Case Study: Apache Airflow As a Managed Appliance

·

7 min read

We bet our business around our customers being sold on running our software in their own infrastructure, rather than building a more traditional SaaS platform. Redactics is all things data management: primarily data pipelining with PII removal for test and demo environments (including ML, analytics, etc.), data delivery to stakeholders, database migration/schema dry-running, data destruction, etc. In short, we are trying to position ourselves as a robust toolkit for building out automated data workflows. We are a new company and would love to hear from all of you, but I'll stop here so that this doesn't come across as a self-serving sales pitch!

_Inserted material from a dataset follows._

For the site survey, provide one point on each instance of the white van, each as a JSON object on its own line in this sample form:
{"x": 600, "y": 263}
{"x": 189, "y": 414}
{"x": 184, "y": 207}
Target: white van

We feel that there would be numerous technological disadvantages to building this company as a SaaS platform: data security concerns in shipping data to the cloud, performance, cost overhead, etc. It seems like certain areas of technology have a knack of swinging back and forth like a pendulum - for example the classic mainframe vs. thin client question. Relatively speaking, there are not many companies taking the managed appliance approach (although we do supplement our local agent with our cloud-hosted APIs), so who knows, perhaps we are part of the pendulum swinging in the other direction (for very specific use cases) or are just out of our minds!

The existence of Airflow and Kubernetes really tipped the scales for us in making this decision, it is hard to imagine building this company without these technologies. Airflow can certainly scale horizontally to manage a gazillion jobs and workloads, but we were impressed with how well it runs with a minimalist resource footprint, and how resilient it has been for us on very modest hardware. The improvements to the scheduler in 2.x and the dynamic task mapping features in 2.3 have been huge improvements, the latter in allowing our DAGs to be remote managed from the cloud (more on this later).

We thought there might be an audience interested in understanding our tactics that have been successful for us.

Kubernetes and Helm

We are big fans of Helm, and it is a key ingredient to how our customers install/bootstrap our Agent software. Our Dashboard builds out both a workflow configuration for our customers, as well as a helm install/upgrade command for installing and updating our Agent software. We run our own Chartmuseum registry so that customers can take the "if it ain't broke, don't fix it" approach, pinning their version so they can upgrade (and downgrade) at their leisure. A single command that users can copy and paste (as well as one time Docker registry and ChartMuseum authentication steps) really fits well with our approach of building a turnkey-style appliance.

The popularity and ubiquity of managed Kubernetes services (EKS, GKE, AKS, etc.) was another important factor, so we can provide a simple recipe (or Terraform plan) for setting up this infrastructure for customers not already using Kubernetes.

Database Authentication

If you've used Airflow below you know that it includes support for encrypted variables, which is an appropriate way to store sensitive information such as database passwords. These are not available to the KubernetesPodOperator though, so these will need to be provisioned as secrets. We created a script to run airflow connections delete and airflow connections add commands to recreate these connections based on values passed in to Helm via a local values.yaml file. This way, as new input sources are defined or passwords rotated these will be applied on each helm upgrade command, and we don't have to get our users to input their passwords into the Redactics Dashboard. In other words, their connection information is sort of a local augmentation to the configuration generated by the Redactics Dashboard, and the Dashboard generates a template configuration file with "changemes" where authentication information should be provided, and they create their local configuration file by replacing these "changemes" with their real values.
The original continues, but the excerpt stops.